Boris se chargerait de Brindille, il avait les clés de l’appartement et accès au stock de nourriture. Elle n’avait pas encore prévenu ses parents qu’elle risquait d’arriver plus tôt que prévu. Ça dépendrait de ce qu’elle apprendrait aujourd’hui.

Elle avait décidé de se rendre au commissariat d’Argenteuil. Elle avait rendez-vous à 9 h 30 avec un certain Patrick Martel, un collègue de Daniel Loiseau. Elle avait récupéré son numéro de téléphone en appelant le commissariat la veille, après s’être présentée en tant qu’adjudant de gendarmerie mais en donnant une fausse identité. Elle voulait agir incognito.

À Martel, elle avait dit bosser sur une affaire importante en rapport avec Loiseau. L’homme avait voulu en savoir davantage, mais Camille avait prétexté préférer lui parler de vive voix.

La jeune femme se sentait à la fois nerveuse et soulagée. Cette quête qu’elle menait depuis si longtemps avait enfin abouti : elle portait le cœur d’un lieutenant de police de trente et un ans. Un homme qui était mort dans l’exercice de ses fonctions. Qui avait sans doute laissé derrière lui une famille anéantie par sa disparition. Un horrible décès qui lui avait permis, à elle, de vivre, de continuer à respirer.

La gendarme n’en savait pas beaucoup plus sur son donneur pour le moment. À quoi ressemblait-il ? Avait-il eu une femme, des enfants ? Camille s’interrogeait depuis la veille et n’avait d’ailleurs presque pas dormi encore une fois. Elle pensait évidemment à son cauchemar. Daniel avait-il enquêté sur une affaire impliquant la jeune femme de son rêve ? L’avait-il retrouvée enfermée quelque part ? Cette fille était-elle encore vivante aujourd’hui ?

Elle allait peut-être bientôt avoir des réponses.

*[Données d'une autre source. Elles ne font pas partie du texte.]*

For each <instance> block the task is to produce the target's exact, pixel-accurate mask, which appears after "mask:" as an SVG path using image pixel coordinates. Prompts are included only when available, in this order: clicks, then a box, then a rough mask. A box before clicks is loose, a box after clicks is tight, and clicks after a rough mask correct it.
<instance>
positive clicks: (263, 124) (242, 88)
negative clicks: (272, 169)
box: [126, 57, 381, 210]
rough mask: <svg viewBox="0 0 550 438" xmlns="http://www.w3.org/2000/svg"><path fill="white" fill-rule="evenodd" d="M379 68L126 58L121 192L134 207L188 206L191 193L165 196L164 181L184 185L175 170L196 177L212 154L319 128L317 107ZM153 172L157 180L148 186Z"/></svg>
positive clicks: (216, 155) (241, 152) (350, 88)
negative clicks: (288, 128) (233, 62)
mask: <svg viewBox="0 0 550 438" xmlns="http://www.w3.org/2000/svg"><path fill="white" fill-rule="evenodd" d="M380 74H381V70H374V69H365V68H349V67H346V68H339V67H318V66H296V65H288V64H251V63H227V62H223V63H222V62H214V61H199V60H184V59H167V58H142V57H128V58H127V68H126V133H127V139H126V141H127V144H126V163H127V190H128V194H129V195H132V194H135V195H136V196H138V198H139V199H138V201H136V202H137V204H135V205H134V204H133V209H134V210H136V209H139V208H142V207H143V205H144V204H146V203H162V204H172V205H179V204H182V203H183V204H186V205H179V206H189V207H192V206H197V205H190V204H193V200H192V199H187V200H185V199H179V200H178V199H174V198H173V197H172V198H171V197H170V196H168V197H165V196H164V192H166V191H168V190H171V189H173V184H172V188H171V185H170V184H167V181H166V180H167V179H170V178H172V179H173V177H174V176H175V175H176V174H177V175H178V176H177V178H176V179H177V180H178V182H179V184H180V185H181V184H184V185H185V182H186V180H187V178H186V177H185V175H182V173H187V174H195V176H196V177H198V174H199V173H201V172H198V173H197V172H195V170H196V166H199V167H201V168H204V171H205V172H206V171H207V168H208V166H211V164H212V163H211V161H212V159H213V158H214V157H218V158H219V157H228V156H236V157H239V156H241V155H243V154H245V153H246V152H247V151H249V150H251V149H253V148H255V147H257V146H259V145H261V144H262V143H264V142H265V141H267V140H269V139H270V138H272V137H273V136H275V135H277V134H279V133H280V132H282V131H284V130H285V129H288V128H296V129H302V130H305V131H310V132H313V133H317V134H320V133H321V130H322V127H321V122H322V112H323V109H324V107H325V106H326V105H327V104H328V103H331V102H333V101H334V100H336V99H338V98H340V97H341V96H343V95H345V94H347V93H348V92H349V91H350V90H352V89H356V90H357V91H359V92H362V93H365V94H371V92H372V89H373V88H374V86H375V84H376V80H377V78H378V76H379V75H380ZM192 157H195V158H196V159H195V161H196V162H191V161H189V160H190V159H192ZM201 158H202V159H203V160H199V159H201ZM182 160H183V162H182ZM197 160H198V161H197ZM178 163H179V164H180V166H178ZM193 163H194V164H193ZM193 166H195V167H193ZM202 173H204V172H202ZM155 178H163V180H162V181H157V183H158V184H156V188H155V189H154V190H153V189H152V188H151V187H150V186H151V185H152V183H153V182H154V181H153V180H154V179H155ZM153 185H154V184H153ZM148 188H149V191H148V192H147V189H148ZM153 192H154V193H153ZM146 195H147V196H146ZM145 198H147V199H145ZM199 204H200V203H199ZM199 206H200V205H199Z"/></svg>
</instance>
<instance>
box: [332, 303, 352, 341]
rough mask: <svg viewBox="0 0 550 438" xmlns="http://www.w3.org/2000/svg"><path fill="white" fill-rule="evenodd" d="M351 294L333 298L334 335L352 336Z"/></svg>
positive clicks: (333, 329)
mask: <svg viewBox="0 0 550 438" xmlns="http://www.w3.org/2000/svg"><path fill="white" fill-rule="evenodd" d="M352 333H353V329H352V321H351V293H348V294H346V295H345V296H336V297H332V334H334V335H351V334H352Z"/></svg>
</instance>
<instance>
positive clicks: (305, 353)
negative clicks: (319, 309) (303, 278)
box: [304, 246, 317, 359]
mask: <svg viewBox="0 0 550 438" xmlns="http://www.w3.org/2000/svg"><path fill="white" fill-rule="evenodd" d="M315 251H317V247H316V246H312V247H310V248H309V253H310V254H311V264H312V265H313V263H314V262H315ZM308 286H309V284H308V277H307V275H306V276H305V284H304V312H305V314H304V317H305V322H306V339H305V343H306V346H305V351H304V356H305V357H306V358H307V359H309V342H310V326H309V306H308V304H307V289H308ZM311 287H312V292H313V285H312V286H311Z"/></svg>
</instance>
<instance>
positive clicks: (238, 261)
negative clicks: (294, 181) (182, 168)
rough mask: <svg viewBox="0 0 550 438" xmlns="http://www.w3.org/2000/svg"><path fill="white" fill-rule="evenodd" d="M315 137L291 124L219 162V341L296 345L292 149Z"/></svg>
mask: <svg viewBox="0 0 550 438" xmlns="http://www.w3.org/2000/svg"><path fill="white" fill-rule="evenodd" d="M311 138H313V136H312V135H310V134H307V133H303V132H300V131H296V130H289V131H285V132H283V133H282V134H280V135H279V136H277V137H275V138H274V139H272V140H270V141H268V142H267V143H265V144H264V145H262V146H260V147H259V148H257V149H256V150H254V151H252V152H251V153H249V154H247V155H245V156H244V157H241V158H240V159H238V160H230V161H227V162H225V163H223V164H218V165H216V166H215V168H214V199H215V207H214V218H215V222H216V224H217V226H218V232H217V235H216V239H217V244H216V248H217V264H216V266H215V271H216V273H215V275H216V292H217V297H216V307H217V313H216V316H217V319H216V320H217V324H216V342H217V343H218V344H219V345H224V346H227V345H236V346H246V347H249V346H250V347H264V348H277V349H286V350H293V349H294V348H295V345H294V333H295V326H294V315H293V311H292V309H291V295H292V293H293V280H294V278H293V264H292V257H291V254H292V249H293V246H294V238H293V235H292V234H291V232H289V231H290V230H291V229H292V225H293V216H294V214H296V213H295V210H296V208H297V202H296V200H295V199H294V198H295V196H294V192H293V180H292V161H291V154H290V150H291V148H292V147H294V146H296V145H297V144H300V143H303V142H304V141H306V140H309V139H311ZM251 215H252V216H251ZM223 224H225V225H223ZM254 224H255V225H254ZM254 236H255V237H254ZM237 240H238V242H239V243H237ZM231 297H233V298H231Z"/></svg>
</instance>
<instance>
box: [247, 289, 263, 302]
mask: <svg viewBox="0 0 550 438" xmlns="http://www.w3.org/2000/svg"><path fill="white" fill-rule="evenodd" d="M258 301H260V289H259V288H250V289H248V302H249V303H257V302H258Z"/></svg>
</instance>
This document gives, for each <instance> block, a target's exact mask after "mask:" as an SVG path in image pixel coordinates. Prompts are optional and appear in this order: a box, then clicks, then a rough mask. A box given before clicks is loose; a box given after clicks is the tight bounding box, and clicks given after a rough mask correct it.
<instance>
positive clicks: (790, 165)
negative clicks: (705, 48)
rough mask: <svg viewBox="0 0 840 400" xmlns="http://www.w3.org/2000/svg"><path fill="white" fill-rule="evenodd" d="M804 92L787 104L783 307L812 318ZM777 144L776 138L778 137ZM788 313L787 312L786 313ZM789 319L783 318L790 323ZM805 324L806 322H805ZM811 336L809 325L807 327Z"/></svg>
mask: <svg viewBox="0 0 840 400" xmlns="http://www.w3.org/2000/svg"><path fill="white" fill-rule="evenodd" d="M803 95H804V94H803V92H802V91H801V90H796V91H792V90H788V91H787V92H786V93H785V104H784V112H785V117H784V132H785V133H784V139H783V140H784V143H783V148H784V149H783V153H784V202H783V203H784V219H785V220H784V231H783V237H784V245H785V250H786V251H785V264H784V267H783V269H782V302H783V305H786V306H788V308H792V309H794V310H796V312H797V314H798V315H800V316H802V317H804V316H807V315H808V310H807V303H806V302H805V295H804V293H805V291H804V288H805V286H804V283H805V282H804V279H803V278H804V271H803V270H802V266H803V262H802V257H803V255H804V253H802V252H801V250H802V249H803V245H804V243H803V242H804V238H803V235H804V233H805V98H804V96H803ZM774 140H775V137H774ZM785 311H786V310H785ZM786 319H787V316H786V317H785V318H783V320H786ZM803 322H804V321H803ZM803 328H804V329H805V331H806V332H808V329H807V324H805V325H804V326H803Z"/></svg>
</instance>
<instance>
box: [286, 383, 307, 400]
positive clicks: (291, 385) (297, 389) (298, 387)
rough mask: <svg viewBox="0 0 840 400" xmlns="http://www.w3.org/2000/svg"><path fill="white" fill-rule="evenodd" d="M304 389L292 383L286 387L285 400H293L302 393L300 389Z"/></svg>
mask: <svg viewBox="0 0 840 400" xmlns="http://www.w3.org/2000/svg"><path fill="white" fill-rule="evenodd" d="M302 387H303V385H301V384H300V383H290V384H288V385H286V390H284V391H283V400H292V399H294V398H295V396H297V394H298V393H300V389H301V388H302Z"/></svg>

À cet instant précis, elle se sentit proche de Daniel, même si elle ne connaissait de lui que ce cœur malade. Encore un étrange coup de dés du destin. C’était tellement curieux qu’un gendarme récupère l’organe d’un policier qui avait presque le même âge qu’elle. Un homme qui avait décidé de servir la loi et la République, comme elle.

La circulation se densifia après le passage du péage de l’autoroute A1 avant Paris, mais restait relativement fluide. Soit les gens étaient partis le 15 août, soit ils se mettraient en route à partir du lendemain soir, leurs voitures bondées. Après une nouvelle année de promesses illusoires, de crises et de galères, chacun avait besoin de relâcher la pression.

Climatisation à fond, Camille gagna Argenteuil aux alentours de 8 h 30. Elle était largement en avance. Grâce aux recherches de Boris, elle savait que Daniel avait été enterré au cimetière du Val-Notre-Dame. Elle y fit un détour après être passée chez un fleuriste. Elle trouva rapidement la tombe, un bloc de marbre gris et rose avec quelques plantes artificielles, des chrysanthèmes complètement brûlés et un vase rempli de petits cailloux blancs. Il n’y avait que deux plaques funéraires, « À notre neveu », et une autre, « À notre collègue et ami… ».

Camille s’approcha, passa ses doigts sur la seconde partie de l’inscription : « Tu resteras dans notre cœur », et regroupa ses mains devant elle, face à la stèle décidément bien vide. Pas de famille ? Aucun mot des parents ?

Elle sentit malgré elle les larmes monter. « Tu resteras dans notre cœur. » C’était si étrange de se dire qu’une partie de l’être qui reposait au fond du trou était là, en elle. Elle leva les yeux vers les arbres, en arrière-plan, et s’excusa de posséder son cœur, de vivre alors que lui, Daniel, était parti tellement loin.

— Je n’ai pas su prendre soin de ton cœur, murmura-t-elle en essuyant une larme. J’en suis tellement désolée…

Elle nettoya la tombe, jeta les fleurs fanées, répartit ses kalanchoés dans le vase. Il régnait dans le cimetière un calme qui lui fit du bien et lui permit de se recueillir. Puis elle regagna son véhicule, la poitrine bien lourde.